Vietnamese photographer (b. 1920, d. 2013)

Đinh Đăng Định (20 April 1920 – 11 August 2013) was the personal photographer to Ho Chi Minh. He also co-founded the Vietnam Artistic Photographer's Association (VAPA) with Lâm Tấn Tài.

==Early years==
Định was born in Kiêu Kỵ, Hanoi, Vietnam.

==Career==
===Anti-French Resistance (1936–1945)===
In 1936, Định joined the anti-French resistance. However, it wasn't until 1941 when Ho Chi Minh set up at anti-Japanese base at Pác Bó that Định was allowed to photograph political activities.

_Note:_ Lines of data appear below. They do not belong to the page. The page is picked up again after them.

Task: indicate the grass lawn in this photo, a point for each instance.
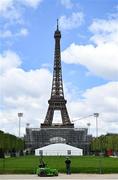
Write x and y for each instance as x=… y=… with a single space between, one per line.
x=84 y=164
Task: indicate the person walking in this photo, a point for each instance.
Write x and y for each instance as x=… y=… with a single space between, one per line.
x=68 y=162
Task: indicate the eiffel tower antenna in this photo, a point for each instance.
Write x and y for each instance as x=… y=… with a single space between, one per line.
x=57 y=24
x=57 y=100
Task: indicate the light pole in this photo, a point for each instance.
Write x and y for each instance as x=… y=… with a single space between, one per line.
x=88 y=124
x=96 y=115
x=20 y=115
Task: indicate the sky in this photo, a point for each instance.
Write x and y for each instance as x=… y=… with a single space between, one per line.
x=89 y=54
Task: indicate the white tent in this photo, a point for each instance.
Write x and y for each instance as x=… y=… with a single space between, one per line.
x=59 y=149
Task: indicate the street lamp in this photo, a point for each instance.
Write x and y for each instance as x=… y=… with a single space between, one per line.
x=96 y=115
x=88 y=124
x=20 y=115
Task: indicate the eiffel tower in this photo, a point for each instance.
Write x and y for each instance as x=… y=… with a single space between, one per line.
x=57 y=100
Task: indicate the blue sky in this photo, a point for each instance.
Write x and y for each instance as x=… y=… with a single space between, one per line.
x=89 y=60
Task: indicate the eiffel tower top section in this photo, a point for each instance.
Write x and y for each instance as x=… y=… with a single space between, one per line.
x=57 y=85
x=57 y=101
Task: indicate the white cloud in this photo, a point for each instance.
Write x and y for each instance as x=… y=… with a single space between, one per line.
x=10 y=34
x=67 y=3
x=22 y=91
x=5 y=4
x=74 y=21
x=104 y=31
x=100 y=58
x=12 y=17
x=8 y=60
x=103 y=100
x=31 y=3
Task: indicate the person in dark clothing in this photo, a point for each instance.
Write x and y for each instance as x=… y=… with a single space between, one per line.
x=42 y=164
x=68 y=162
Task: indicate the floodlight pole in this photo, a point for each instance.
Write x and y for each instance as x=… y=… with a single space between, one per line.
x=20 y=115
x=96 y=115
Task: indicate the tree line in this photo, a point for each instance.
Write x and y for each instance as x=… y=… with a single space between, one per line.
x=10 y=144
x=105 y=143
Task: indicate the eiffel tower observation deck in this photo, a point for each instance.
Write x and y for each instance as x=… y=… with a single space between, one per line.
x=57 y=100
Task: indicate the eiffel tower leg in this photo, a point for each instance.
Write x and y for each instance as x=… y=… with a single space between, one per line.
x=65 y=116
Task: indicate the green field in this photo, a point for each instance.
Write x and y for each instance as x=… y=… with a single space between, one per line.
x=85 y=164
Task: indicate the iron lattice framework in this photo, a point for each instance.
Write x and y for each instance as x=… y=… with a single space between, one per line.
x=57 y=101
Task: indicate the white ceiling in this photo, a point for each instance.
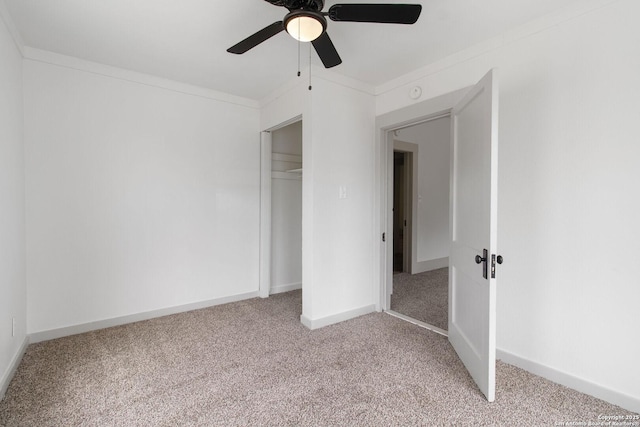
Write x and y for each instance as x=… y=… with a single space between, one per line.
x=186 y=40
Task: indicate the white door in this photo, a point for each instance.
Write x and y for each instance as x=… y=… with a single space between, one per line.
x=472 y=297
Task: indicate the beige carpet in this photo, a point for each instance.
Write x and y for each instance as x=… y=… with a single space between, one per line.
x=423 y=296
x=252 y=363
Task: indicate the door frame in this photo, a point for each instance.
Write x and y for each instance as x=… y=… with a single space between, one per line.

===Personal photographer to Ho Chi Minh (1945 - 1969)===
Định became the personal photographer to Ho Chi Minh, taking the first official portrait of him on 2 September 1945 in Hanoi. The portrait was meant to be distributed to the public to publicise his identity. From 1945 onwards, Định would accompany Ho Chi Minh to capture images of his meetings with French colonial commanders and other high-ranking members of the Communist Party of Vietnam as well as document people's support of Ho's resistance movement. Định worked in the Party's Central Office, taking photos of Ho Chi Minh until he died in 1969.

While in Hanoi, Định founded the Vietnam Artistic Photographer's Association (VAPA) on 8 December 1965.

===Ho Chi Minh Trail (1974–1975)===
After Ho's death, Định was tasked to go South and document route 9 of the Ho Chi Minh trail.

===Accolades===
In 2000, Định was awarded the Ho Chi Minh Prize for his contributions to photography.